Story #1147
Apache2 blocks escaped "/" in URL paths, although it should not (longstanding bug)
100%
Description
Apache2 is supposed to allow escaped "/" (as %2F), with the AllowEncodedSlashes directive, but thorough research and testing shows that it does not. Opinion in technical forums offers solutions, but they do not work. The apache bug offers a patch for earlier versions, but nothing rolled into their product. Have to assume the bug is unresolved.
Escaped slashes and backslashes in the URI query section do not get blocked, and log analysis shows the calls making it through mod_jk (the connector) to tomcat.

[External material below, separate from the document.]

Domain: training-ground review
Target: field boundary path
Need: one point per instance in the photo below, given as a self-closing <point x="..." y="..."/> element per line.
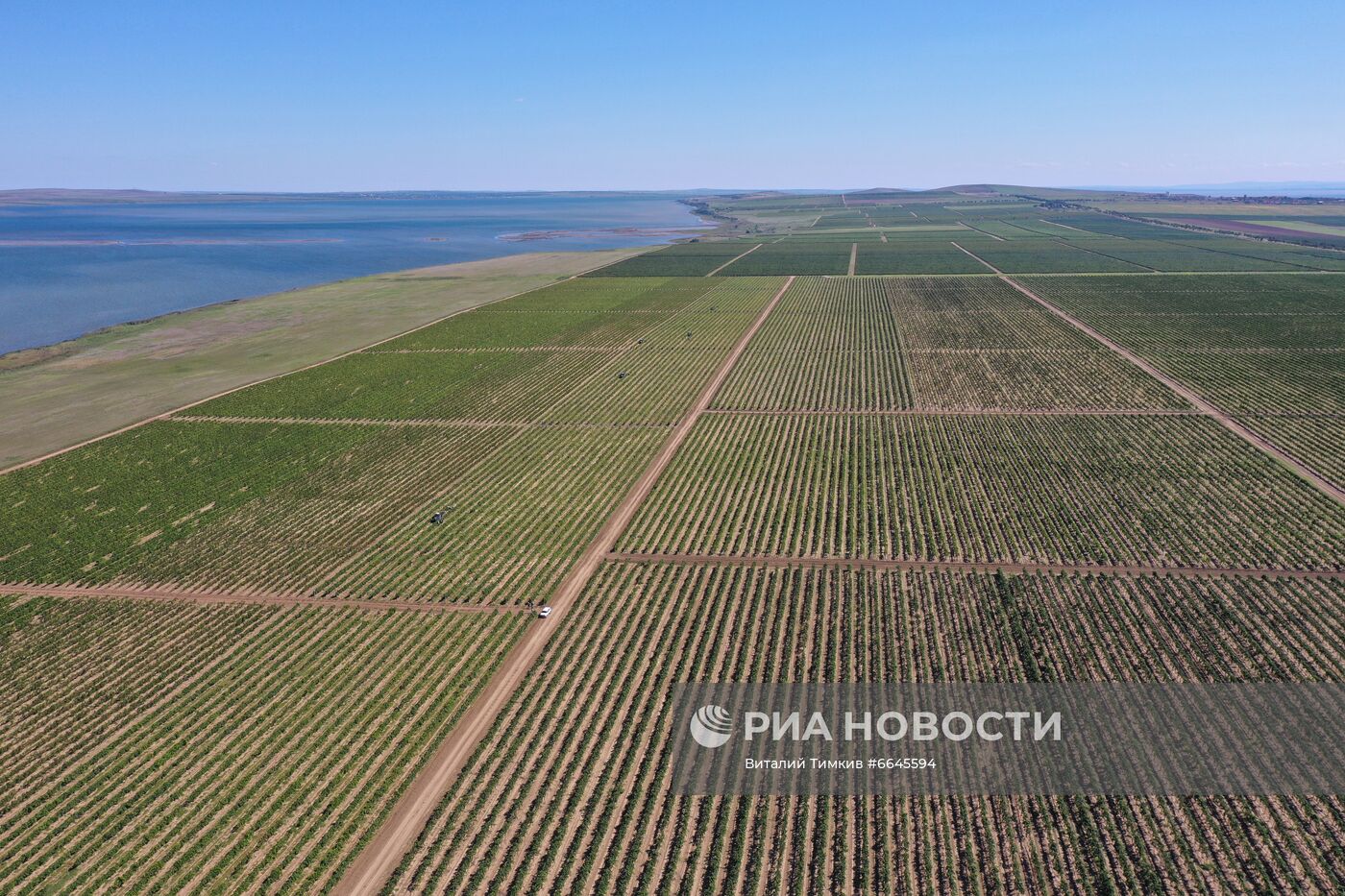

The work needing to be done to implement this approach is:
testing tomcat to make sure it can handle %5C and %2F (escaped backslash and slash) in query sections
modifying the architecture documentation
refactoring the cn_rest controller mapping logic
refactoring d1_libclient_java
refactoring d1_libclient_python
refacotring mn products?
Subtasks
History
#1 Updated by Rob Nahf over 13 years ago
- Position set to 1
#2 Updated by Dave Vieglais over 13 years ago
- Position deleted (
29) - Target version set to Sprint-2010.50
- Position set to 2
#3 Updated by Dave Vieglais over 13 years ago
- Position set to 1
- Position deleted (
2)
#4 Updated by Rob Nahf over 13 years ago
retested apache settings, and found that putting the allowencodedslashes and acceptpathinfo in the cn virtualhost block solved the problem.
#5 Updated by Dave Vieglais over 13 years ago
- Status changed from New to Closed
The RequestURI variable contains the original, undecoded (i.e. still percent encoded) full path. Servlets can parse this to retrieve the uncorrupted path information, and so also any REST parameters contained therein.
See #1162
Closing this as it should be resolved by the implementation described in #1162.